Sie fand Don Giuseppe und Maria in einem Zustand ungewöhnlicher Erregung. Eine wichtige, bedeutsame Sache war ihnen passiert, und Maria wollte sie erzählen, während Don Giuseppe dagegen war. Schließlich gab der Herr nach, unter der Bedingung, daß Maria nicht schreien, sondern sich durch Zeichen verständlich machen würde. Als man ihm auch in diesem Punkt nicht folgen wollte, wurde er in seiner ängstlichen Vorsicht wütend, und die Magd gab nach.
Da das Gerücht ging, in Lugano sei ein Cholerafall vorgekommen bei einer aus Mailand zugereisten Person, wo die Krankheit herrschte, so hatte Don Giuseppe sofort angeordnet, daß alle Einkäufe für die Küche in Porlezza anstatt in Lugano zu besorgen wären; und er hatte Giacomo Panighèt damit beauftragt, den Postboten, der die Briefe in Valsolda nicht dreimal täglich, wie es jetzt üblich ist, sondern zweimal wöchentlich austrug, wie es die glückselige Gewohnheit der kleinen Welt von dazumal war. Also fünf Minuten bevor Frau Pasotti gekommen war, hatte Giacomo Panighèt seinen gewohnten Korb gebracht, und in dem Korb hatte sich, unter den Kohlköpfen verborgen, ein an Don Giuseppe adressierter Brief gefunden. Er lautete so:
»Machen Sie, der Sie mit Don Franco Maironi Primiera spielen, ihn darauf aufmerksam, daß die Luft in Lugano sehr viel besser ist als die in Oria.
Tivano.«
Maria zeigte stillschweigend der Pasotti den noch gefüllten Korb, machte ihr durch eine wirksame Mimik die Entdeckung des Briefes deutlich und gab ihn ihr zu lesen.
Kaum hatte die Taube gelesen, so begann zwischen den dreien eine bizarre, unbeschreibliche, stumme Szene sich abzuspielen. Maria und Don Giuseppe gaben durch Gesten und wilde Blicke ihre Überraschung und ihren Schrecken zu erkennen; die Pasotti sah sie halb entsetzt und halb verwirrt an, mit offenem Mund, das Blatt in der Hand, als ob sie verstanden hätte; tatsächlich hatte sie nur verstanden, daß der Brief furchteinflößend sein müsse.

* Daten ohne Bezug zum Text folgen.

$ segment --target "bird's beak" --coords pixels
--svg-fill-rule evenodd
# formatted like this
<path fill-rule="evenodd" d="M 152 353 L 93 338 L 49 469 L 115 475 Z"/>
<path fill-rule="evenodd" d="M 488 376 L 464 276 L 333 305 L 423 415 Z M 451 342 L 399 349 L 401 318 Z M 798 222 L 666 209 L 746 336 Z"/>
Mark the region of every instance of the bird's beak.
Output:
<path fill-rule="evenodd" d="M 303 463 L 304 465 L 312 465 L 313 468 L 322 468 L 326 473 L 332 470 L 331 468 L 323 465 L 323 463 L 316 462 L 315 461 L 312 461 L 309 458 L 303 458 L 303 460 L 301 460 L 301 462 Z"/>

Ein Blitz durchschoß sie, mit der Linken hielt sie Don Giuseppe das Blatt hin, mit dem Zeigefinger der Rechten deutete sie auf das Wort Franco, darauf kreuzte sie die Hände mit fragender Miene; und als die beiden, nachdem sie die Figur der Handschellen erkannt hatten, aus allen Kräften mit dem Kopfe bejahten, geriet sie außer sich wegen der innigen Liebe, die sie für Luisa hegte, und ohne sich mehr um ihre eigne Angelegenheit zu kümmern, erklärte sie durch Zeichen, als ob die beiden andern ebenfalls taub wären, daß sie schleunigst nach Oria zu Don Franco laufen und ihm die Zuschrift überbringen wolle.

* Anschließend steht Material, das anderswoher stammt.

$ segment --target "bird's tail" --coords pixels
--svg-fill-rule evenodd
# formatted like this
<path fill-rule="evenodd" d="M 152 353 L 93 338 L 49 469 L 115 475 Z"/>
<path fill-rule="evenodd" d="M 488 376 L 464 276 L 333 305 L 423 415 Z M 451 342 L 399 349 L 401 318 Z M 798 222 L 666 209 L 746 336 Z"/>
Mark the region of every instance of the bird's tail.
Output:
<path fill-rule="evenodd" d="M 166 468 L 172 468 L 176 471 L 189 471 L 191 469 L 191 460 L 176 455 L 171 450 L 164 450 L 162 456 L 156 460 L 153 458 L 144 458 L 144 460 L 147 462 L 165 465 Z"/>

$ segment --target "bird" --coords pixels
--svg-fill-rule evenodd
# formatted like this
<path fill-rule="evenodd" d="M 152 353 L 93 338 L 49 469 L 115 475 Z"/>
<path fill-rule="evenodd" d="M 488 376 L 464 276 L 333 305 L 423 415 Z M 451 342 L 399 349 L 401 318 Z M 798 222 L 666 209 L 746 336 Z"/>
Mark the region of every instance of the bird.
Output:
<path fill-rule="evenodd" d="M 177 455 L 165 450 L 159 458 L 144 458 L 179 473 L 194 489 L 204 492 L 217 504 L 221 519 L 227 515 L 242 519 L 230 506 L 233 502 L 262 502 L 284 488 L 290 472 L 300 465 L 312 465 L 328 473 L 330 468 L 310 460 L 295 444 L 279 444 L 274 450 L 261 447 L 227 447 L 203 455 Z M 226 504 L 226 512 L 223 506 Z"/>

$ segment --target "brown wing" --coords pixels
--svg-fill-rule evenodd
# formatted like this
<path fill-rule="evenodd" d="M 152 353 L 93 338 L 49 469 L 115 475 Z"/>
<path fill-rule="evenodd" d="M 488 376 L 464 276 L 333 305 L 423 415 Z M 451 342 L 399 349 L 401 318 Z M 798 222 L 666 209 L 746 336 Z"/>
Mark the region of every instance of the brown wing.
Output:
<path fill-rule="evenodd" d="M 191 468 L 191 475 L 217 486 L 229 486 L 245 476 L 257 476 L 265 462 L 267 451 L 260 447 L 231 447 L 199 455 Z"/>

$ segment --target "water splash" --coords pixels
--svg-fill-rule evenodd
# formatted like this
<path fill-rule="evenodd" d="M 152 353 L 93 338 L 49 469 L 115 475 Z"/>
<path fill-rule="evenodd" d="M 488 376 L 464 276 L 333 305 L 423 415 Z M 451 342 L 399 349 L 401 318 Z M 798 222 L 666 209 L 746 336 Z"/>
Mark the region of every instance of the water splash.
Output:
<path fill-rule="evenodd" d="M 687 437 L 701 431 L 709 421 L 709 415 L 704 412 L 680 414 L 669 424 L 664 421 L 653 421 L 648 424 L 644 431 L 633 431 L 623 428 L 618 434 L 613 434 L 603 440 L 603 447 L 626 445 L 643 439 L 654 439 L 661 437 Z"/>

Sie barg den Brief in ihrer Tasche und stürmte davon, fast ohne Don Giuseppe und Maria zu grüßen, die sich, fassungslos, wie sie waren, vergeblich bemühten, sie zu packen, zurückzuhalten und ihr alle mögliche Vorsicht anzuempfehlen. Sie entschlüpfte ihnen aus der Hand und trabte, ihren alten grauen Rock auf der Erde nach sich schleifend, mit wackelndem Hut auf Oria zu, wo sie gänzlich atemlos anlangte, den Kopf voll Gendarmen, Haussuchungen, Verhaftungen, voller Schrecknisse und Tränen.
*
Sie lief die Gartentreppe des Hauses Ribera hinauf, trat geradeswegs in den Saal, erkannte den Einnehmer und den K. K. Kommissär von Porlezza, erschrak tödlich bei der Vorstellung, sie seien da, um zu dem fürchterlichen Streiche auszuholen, entdeckte zugleich Frau Bianconi und Herrn Giacomo und atmete auf.

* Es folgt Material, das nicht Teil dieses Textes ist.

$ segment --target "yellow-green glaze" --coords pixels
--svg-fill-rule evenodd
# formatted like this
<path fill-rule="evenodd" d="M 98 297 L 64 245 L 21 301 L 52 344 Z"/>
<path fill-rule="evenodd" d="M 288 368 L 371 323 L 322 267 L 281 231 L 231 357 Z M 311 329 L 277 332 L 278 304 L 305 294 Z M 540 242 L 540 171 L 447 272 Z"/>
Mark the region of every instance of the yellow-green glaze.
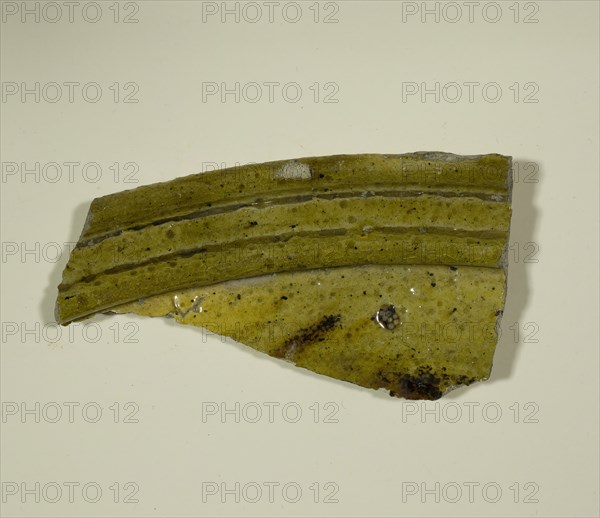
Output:
<path fill-rule="evenodd" d="M 338 155 L 99 198 L 57 320 L 172 315 L 321 374 L 435 399 L 489 375 L 510 180 L 501 155 Z"/>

Der Kommissär saß auf dem großen Sofa auf dem Ehrenplatze neben dem Oberingenieur, sprach viel und mit großer Leichtigkeit und viel Feuer und sah dabei hauptsächlich auf Franco, als ob Franco der einzige wäre, für den es sich verlohne, Atem und Geist auszugeben.
Franco saß stumm und gereizt in einem Lehnstuhl wie jemand, der in einem fremden Hause einen üblen Geruch wahrnimmt und anständigerweise weder davonlaufen noch schimpfen kann. Man sprach über den Krimkrieg, und der Kommissär verherrlichte den Plan der Alliierten, den Koloß an einem für seine ehrgeizigen Absichten so vitalen Punkt anzugreifen, und sprach von der russischen Barbarei und selbst vom Selbstherrscher in einer Weise, die Franco, aus Furcht vor der Möglichkeit einer anglo-französisch-österreichischen Allianz, erbeben machte und Carlascia, der noch die Ideen von 1849 hatte und im Zaren einen dicken Hausfreund sah, in gewaltiges Staunen versetzte.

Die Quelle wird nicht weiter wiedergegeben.